Configure the BGP AS number that the third-party cloud instance will use to exchange routes with the Aviatrix Transit Gateway.

Remote LAN IP

Use the private IP of the LAN interface of the third-party cloud primary instance.

Local LAN IP

If blank, the controller will assign an IP in the same subnet as the Remote LAN IP. Optionally, configure a specific IP within the same subnet as the Remote LAN IP.

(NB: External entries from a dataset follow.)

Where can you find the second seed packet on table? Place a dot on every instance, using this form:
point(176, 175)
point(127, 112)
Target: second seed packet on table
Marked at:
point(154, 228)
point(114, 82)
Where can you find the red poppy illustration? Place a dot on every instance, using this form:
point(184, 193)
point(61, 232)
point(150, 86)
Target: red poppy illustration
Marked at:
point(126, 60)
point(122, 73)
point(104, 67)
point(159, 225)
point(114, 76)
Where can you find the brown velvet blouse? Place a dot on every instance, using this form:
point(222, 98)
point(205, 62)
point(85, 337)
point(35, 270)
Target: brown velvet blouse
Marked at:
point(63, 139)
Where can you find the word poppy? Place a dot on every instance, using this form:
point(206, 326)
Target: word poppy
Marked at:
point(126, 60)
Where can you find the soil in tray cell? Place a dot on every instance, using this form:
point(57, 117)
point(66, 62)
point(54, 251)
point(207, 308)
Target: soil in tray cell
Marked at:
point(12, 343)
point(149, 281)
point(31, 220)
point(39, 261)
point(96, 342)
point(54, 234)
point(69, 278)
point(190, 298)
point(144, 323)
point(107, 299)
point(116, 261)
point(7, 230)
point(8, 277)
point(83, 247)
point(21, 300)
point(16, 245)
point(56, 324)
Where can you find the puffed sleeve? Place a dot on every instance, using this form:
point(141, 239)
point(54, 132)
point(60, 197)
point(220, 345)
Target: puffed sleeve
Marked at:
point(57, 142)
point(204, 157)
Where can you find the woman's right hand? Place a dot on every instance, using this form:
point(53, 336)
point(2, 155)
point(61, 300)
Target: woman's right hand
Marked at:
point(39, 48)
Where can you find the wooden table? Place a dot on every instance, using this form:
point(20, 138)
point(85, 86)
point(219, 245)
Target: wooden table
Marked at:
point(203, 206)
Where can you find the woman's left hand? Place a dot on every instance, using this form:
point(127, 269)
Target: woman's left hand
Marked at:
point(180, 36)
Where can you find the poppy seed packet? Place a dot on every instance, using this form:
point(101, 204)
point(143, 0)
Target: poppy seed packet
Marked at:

Remote BGP AS Number (Backup)

Configure the BGP AS number that the third-party HA cloud instance will use to exchange routes with the Aviatrix HA Transit Gateway.

Remote LAN IP (Backup)

Use the private IP of the LAN interface of the third-party HA cloud instance.

Local LAN IP (Backup)

If blank, the controller will assign an IP in the same subnet as the Remote LAN IP (Backup). Optionally, configure a specific IP within the same subnet as the Remote LAN IP (Backup).

  1. Click Connect to generate the BGP sessions.

transit_s2c_conn_bgp_peer_gcloud
  1. Create a Site2Cloud connection for each BGP peer.

(Optional) Downloading the BGP over LAN configuration sample from Aviatrix Controller

  1. Navigate to Site2Cloud > Setup.

  2. Select the previously created connection(s).

  3. Click Edit.

  4. Select the Vendor, Platform and Software that correspond to the third-party device.

  5. Click Download Configuration.

Configuring BGP over LAN on the Third-Party Cloud Instance(s)

  1. (Optional) Open the downloaded BGP over LAN configuration file.

  2. Configure the relevant BGP over LAN information on the third-party cloud instance(s).

Verifying the Connection Status on Aviatrix Controller

  1. Navigate to Site2Cloud > Setup.

  2. Find the previously created connection(s).

  3. Check the tunnel status.

transit_check_tunnel_gcloud
  1. Navigate to Multi-Cloud Transit → List.

  2. Select the previously created Aviatrix Transit Gateway.

  3. Click Details/Diag.

  4. Scroll down to the Connections > On-prem Connections section.

  5. Under On-prem Connections, find the previously created connection(s).

  6. Check the tunnel status in the Status column.

transit_verify_bgp_status_onprem_gcloud

Verifying the BGP session status on Aviatrix Controller

  1. Navigate to Multi-Cloud Transit > BGP.

  2. Find the previously created connection(s).

  3. Check the Neighbor status.

transit_verify_bgp_status_gcloud

Ready to Go

At this point, run connectivity and performance test to ensure everything is working correctly.